O fato é que nesses dias que acompanhei o marido (meu) nesse périplo mais de consciência que afeto, embora no meu caso seja afeto, pois consciência mesmo não sei se ando tendo, calhou de eu acompanhá-la ao médico para exames.
E percebi, perplexa, a não menos perplexidade e tristeza dela, que se transformou em poucos minutos numa grande depressão, diante do fato de o médico não ter encontrado nada de realmente "grave" nas imagens dos exames ali feitos. Diagnóstico: idade, disse ele, em outras e mais delicadas palavras.
A velha sogra não gostou, não aceitou e não engoliu.
Como não aceitou e nem nunca aceitará ter 83 anos, disse e repetiu para a nora, eu, com cara de paisagem, inútil, claro.
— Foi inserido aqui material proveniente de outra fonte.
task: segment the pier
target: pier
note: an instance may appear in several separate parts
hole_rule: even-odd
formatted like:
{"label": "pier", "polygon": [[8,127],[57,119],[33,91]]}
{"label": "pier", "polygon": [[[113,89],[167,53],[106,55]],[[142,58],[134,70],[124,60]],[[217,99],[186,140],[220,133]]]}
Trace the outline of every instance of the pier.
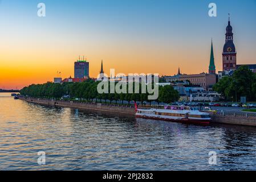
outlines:
{"label": "pier", "polygon": [[[21,97],[19,99],[29,102],[46,106],[70,107],[82,110],[135,115],[135,109],[133,106],[75,101],[59,101],[23,97]],[[212,123],[214,123],[256,126],[256,113],[218,111],[210,113],[210,116],[213,119]]]}

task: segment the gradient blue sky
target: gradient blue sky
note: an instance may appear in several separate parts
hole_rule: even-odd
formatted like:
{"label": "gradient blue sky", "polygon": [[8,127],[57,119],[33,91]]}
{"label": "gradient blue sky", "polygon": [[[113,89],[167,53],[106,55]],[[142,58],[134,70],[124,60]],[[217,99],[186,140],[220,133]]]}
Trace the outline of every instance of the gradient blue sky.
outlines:
{"label": "gradient blue sky", "polygon": [[[56,71],[63,77],[72,76],[79,55],[90,61],[92,77],[101,59],[107,73],[115,68],[173,75],[178,67],[186,73],[207,72],[212,38],[221,70],[228,13],[238,63],[256,64],[256,0],[0,2],[0,88],[52,80]],[[44,18],[37,16],[40,2],[46,5]],[[208,16],[211,2],[217,4],[217,17]]]}

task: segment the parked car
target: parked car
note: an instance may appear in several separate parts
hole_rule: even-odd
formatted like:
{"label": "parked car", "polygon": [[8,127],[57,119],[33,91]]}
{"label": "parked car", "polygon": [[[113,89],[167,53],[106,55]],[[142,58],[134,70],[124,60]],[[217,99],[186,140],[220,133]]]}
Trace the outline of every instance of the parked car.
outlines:
{"label": "parked car", "polygon": [[214,102],[210,102],[209,104],[209,106],[213,106],[213,105],[214,105],[214,104],[216,104],[216,103],[214,103]]}
{"label": "parked car", "polygon": [[240,107],[240,105],[237,103],[232,104],[232,107]]}
{"label": "parked car", "polygon": [[249,106],[249,105],[247,104],[244,104],[242,105],[242,107],[247,107]]}
{"label": "parked car", "polygon": [[178,103],[178,106],[185,106],[185,105],[184,105],[182,103]]}
{"label": "parked car", "polygon": [[256,104],[249,104],[249,107],[256,107]]}

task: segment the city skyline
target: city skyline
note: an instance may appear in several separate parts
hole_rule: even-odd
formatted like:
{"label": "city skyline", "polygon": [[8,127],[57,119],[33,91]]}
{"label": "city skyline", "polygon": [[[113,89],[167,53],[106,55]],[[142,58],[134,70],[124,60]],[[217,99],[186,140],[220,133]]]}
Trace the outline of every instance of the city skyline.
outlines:
{"label": "city skyline", "polygon": [[187,74],[208,72],[212,38],[216,72],[222,71],[228,13],[238,64],[256,62],[250,53],[256,1],[216,1],[217,17],[208,16],[208,1],[186,6],[188,1],[45,1],[45,18],[36,16],[36,3],[31,2],[0,2],[1,88],[52,81],[56,71],[69,77],[79,55],[90,62],[92,77],[102,59],[107,74],[111,68],[125,74],[173,75],[178,67]]}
Não aceitou nem aceitará as limitações,  a bengala, uma acompanhante. 
Prefere se "auto-aprisionar" (palavras dela) dentro de casa a ser vista tendo alguém para segurar em seu braço. Como se fosse crime ou vergonhoso. Tantos nãos, nãos, nãos...
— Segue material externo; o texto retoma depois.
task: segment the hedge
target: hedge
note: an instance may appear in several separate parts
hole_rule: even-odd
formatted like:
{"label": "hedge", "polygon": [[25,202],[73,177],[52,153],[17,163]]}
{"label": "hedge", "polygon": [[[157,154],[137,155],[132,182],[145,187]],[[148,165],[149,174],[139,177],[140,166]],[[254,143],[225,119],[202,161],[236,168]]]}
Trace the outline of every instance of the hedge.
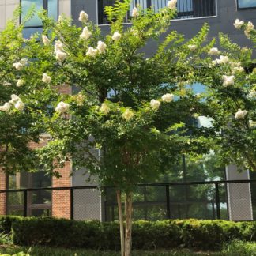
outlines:
{"label": "hedge", "polygon": [[[119,250],[118,222],[77,221],[51,217],[0,216],[0,233],[10,233],[15,244]],[[256,241],[256,222],[168,220],[135,221],[133,248],[176,247],[219,250],[238,239]]]}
Uma velhice feita de nãos... E nos últimos dois dias, dos quatro que passamos com ela foi assim. Cara fechada, sem conversa, sem perguntas, sem trocar, sem olhar de verdade. 
Falei sozinha, das minhas limitações enquanto cultivadora de "osteoporose" que não me permite mais salto alto, grandes caminhadas em terrenos acidentados, subir escadas, uma enorme falta de força nas mãos que não me deixa abrir tampas de vidros e garrafas pet, dores constantes. Não me ouviu,  nem me olhou mais. Acho que não me levou a sério pois conto sobre essas mazelas com certo humor e sem pêso. Sem contar que são mazelas de outra pessoa e não dela...
Pensei e acho que, olhando para trás, raramente a vi sorrir ou rir, de verdade, nesses 15 anos que convivemos.
Nem mesmo em nenhuma de nossas chegadas lá para ficarmos com ela mereceu um sorriso.
E só agora percebi.
Não sei se um dia ficarei assim, tão dura e amarga, por hora não estou perdida no tempo (rs), apenas no espaço e isso tem suas vantagens: posso ir e vir nas minhas lembranças quando tiver vontade e escolher com quais ficar. 
Tenho escolhido ficar com as boas...

Para Roberto Elias Salomão, Andrea Caldas, Gil e Ruy, meu primo.